EGJ: esophagogastric junction; EMST: expiratory muscle strength training; FEES: flexible endoscopic evaluation of swallowing; HRAM: high-resolution anorectal manometry; HRM: high-resolution manometry; SIBO: small intestinal bacterial overgrowth; STN DBS: subthalamic nucleus deep brain stimulation; VAST: video-assisted swallowing therapy; (?): contrasting or insufficient results that require further confirmation.
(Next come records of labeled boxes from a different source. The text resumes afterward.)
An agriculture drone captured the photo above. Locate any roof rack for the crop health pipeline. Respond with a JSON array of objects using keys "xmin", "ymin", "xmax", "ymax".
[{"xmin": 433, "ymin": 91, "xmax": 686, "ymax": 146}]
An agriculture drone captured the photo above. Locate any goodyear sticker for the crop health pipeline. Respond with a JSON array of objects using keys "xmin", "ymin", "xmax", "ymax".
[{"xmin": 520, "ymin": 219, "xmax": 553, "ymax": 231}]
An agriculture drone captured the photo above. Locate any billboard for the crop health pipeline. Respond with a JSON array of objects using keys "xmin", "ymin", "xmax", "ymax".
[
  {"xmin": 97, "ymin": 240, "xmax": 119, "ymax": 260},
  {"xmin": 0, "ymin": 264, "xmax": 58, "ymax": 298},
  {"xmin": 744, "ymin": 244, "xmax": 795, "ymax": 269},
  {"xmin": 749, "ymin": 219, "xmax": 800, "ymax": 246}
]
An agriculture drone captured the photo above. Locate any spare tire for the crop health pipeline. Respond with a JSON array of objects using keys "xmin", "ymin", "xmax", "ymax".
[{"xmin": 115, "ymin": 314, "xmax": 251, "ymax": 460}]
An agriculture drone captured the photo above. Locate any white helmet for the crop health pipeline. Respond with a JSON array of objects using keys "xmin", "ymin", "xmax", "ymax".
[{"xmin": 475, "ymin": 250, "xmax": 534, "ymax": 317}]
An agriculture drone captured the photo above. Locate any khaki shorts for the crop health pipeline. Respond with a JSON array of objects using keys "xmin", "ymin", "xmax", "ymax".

Figure 2. A proposed schematic representation of the pathways implicated in the gut-brain axis in PD. (1) An alteration in the composition of the gut microbiome towards a more pro-inflammatory profile has been shown in patients with PD. (2) The increased gut permeability seen in patients with PD could expose enteric neurons to bacterial derived pro-inflammatory products; the activation of enteric glial cells (EGC) within the gastrointestinal tract of PD patients, seen in the early phases of the disease, might contribute to amplify the impairment of the intestinal barrier and facilitate the spread of pathological α-synuclein within the ENS. Alternatively, bacterial products could be sensed by the EECs dispersed within the gut epithelium; these cells might be a site of initial α-synuclein aggregation which can then be transferred to the VN. (3) Either through the mediation of the ENS or by direct synapsing, pathological α-synuclein can reach the vagal nerve and, due to its cell-to-cell transmission properties, retrogradely propagate to the brain. (4) Within the brain, pathological α-synuclein spreads within different areas resulting in loss of nigrostriatal dopaminergic neurons and development of motor symptoms of PD. ENS: enteric nervous system; EGC: enteric glial cell; EEC: enteroendocrine cell; LPS: lipopolysaccharide; SCFA: short-chain fatty acids.

Data availability statement

Data sharing is not applicable to this article as no new data were created or analysed in this study.